La discriminación, en el caso de los refugiados, arranca de su origen ambiguo. El sistema internacional se pensó para aquellos que “votaban con los pies” y que huían de los países socialistas y del comunismo, pero también para los que luchaban contra las dictaduras en otras partes del mundo. Ha acabado siendo un “escudo temporal” para proteger a los que defienden los valores occidentales frente a otras culturas. No hay más que ver las preferencias y cupos ofrecidos a los huidos de Ucrania, respecto de los perseguidos en Afganistán. La mayoría de los refugiados del Sur que piden protección acaban por dispersarse en las ciudades como refugiados urbanos e informales que se suman a los inmigrantes sin derechos, sin permiso laboral y dependientes del empleo sumergido. Esa desintegración personal incrementa la vulnerabilidad material y mental, pudiendo conducir al suicidio.
Para terminar…
La separación de estas dos noticias merece un análisis y una crítica. La búsqueda de trabajadores da la espalda a la gestión del acomodo de los refugiados. Es así como, a tenor de estas informaciones, gobiernos de distintos países acuden solícitos a la demanda de empresas, mientras que la Comisión Europea da su visto bueno sin desarrollar directivas o reglamentos para “no chocar con las sensibilidades nacionales y los períodos electorales”. No es este el modo más aconsejable de enfrentarse al auge del racismo en la mayoría de las sociedades de la UE.
Sin duda, la exclusión más severa que se les impone a los inmigrantes y refugiados es la privación de los plenos derechos democráticos. Un ejemplo lo constituye la democracia española que, desde su origen en 1977, es una democracia muy institucional y socialmente poco inclusiva. No se ha visto, por ejemplo, una foto en las escaleras de la Moncloa de ningún presidente del gobierno recibiendo a los representantes de los inmigrantes. La exclusión política es mayor que la que se experimenta en la vivienda o en el empleo. En España esa marginación política atañe a 5,5 millones de extranjeros, es decir, el 12% de los habitantes.

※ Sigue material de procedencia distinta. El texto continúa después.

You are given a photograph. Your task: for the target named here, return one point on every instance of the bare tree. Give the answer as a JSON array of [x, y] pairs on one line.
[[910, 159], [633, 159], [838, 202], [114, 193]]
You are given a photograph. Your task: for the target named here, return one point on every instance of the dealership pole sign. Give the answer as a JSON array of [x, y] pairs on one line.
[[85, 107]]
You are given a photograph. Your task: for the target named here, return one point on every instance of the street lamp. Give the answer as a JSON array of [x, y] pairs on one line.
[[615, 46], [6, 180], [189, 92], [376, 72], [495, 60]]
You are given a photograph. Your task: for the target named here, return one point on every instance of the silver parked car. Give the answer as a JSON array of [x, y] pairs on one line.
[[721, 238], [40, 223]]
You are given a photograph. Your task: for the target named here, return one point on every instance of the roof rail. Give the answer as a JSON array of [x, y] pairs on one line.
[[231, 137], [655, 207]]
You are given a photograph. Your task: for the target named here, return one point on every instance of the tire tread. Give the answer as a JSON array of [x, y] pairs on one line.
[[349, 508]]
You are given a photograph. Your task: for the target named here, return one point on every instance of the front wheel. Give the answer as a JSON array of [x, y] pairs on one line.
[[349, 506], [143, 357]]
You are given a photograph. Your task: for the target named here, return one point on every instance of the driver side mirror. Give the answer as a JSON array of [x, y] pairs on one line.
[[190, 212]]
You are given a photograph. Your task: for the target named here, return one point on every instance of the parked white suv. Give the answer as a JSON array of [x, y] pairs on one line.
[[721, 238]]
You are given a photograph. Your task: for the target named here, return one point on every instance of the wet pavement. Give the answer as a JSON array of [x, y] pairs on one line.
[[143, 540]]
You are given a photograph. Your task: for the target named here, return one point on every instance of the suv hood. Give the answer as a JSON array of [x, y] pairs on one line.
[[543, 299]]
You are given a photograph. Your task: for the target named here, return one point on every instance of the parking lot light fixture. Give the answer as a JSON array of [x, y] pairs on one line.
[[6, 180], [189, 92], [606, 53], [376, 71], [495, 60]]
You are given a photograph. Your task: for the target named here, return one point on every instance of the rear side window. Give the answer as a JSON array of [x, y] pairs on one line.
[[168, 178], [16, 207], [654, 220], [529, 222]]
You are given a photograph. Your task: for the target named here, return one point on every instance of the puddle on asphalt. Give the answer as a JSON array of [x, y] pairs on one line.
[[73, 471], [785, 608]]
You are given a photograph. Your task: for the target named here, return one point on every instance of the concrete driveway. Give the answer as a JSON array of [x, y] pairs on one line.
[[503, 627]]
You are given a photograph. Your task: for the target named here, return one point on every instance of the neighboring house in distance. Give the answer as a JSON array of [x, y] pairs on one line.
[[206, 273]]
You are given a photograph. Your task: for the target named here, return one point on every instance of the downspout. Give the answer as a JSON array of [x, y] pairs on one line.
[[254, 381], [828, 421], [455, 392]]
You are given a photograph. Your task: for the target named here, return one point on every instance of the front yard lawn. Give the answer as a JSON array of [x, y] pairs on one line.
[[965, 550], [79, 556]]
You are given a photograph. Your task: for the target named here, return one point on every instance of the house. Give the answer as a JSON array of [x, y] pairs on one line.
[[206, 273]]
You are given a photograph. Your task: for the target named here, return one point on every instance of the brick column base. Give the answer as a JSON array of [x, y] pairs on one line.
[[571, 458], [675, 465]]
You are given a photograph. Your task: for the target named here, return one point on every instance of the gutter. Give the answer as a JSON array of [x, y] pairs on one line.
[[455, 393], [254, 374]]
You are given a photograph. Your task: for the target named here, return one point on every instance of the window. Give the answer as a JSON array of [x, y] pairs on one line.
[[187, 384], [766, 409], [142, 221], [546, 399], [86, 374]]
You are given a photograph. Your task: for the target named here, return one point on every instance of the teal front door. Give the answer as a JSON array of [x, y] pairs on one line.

La integración empieza con la primera acogida y, cuando no se hace así, el proceso descarrila y —en cualquier caso— se resiente. Las políticas de mano de obra y las de refugiados son dos caras de la migración. Empiezan, continúan y terminan en la integración como ciudadanos. Todos necesitan trabajo y vivienda, y por ello a los solicitantes de asilo se les debe dar un permiso de trabajo mientras se resuelve su expediente de reconocimiento como refugiado. Todos necesitan formación para los mayores y para los descendientes. Todos pueden enfermar y requieren acceso formal a la sanidad pública. En fin, todos demandan consumir pero, por encima de todo, lo que más necesitan es poder decidir.
Claro que no es esto lo que se viene haciendo en la mayoría de las sociedades de la UE. Y, precisamente por eso, las integraciones son multiculturales. La última de las regularidades estadísticas, que nos dejan como enseñanza tanto la crisis de 2008 como la de 2020, es que las comunidades inmigrantes han salido de estas catástrofes globales más excluidas de la sociedad de acogida, pero más replegadas sobre sí mismas.